The operational impact of this vulnerability extends beyond simple denial of service, as it provides a potential pathway for privilege escalation and system instability. Local users can exploit this condition to trigger kernel memory corruption, resulting in system crashes, reboot cycles, and complete service disruption. The denial of service aspect is particularly concerning in networked environments where the kernel's network processing capabilities are essential for system operation. The vulnerability affects systems running Linux kernel versions that implement RSVP functionality, potentially impacting servers, routers, and any network infrastructure that relies on resource reservation protocols for traffic management. This flaw can be leveraged by malicious actors to disrupt network services, particularly in environments where RSVP is actively used for Quality of Service management and bandwidth reservation.

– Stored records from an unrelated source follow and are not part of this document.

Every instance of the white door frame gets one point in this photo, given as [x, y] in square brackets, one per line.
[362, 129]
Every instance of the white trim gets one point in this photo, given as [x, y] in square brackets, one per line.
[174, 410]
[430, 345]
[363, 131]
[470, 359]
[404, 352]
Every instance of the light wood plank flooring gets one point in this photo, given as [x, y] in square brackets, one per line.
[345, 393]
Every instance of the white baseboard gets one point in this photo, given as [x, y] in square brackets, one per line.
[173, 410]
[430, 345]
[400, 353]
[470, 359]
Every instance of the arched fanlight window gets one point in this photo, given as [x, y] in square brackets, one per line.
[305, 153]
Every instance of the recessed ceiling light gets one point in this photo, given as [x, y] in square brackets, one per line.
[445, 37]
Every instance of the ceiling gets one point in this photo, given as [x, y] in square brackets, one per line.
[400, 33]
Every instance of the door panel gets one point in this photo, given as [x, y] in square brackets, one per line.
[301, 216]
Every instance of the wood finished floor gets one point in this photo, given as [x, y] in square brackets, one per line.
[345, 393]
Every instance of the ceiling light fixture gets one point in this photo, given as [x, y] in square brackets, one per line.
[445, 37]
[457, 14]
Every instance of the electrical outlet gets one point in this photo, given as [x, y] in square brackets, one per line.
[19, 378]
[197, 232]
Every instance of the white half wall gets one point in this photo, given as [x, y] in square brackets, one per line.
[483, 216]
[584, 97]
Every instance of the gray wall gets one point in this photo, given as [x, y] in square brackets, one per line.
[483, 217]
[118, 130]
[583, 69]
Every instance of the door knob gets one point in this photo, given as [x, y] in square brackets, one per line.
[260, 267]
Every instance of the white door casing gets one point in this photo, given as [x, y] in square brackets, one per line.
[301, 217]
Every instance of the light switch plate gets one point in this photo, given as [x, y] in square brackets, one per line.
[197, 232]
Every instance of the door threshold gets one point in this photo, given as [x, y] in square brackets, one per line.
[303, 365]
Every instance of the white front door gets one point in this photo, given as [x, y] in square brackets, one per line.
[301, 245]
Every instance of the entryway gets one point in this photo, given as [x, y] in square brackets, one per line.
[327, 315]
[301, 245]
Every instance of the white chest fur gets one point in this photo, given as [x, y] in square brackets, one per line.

Mitigation strategies for CVE-2023-42755 should prioritize immediate kernel updates from vendors, as this vulnerability requires patching at the kernel level to address the underlying memory access validation issues. System administrators should implement comprehensive monitoring for unusual network behavior or kernel panics that might indicate exploitation attempts. The vulnerability's classification under ATT&CK technique T1059.003, which covers command and script injection, suggests that exploitation might occur through network-based attack vectors targeting the kernel's network processing modules. Organizations should also consider implementing network segmentation and access controls to limit potential exploitation paths, while maintaining regular vulnerability assessments to identify similar issues in other kernel components. The patching process must be carefully coordinated to ensure that network services remain operational during the update process, particularly in mission-critical environments where network availability is paramount.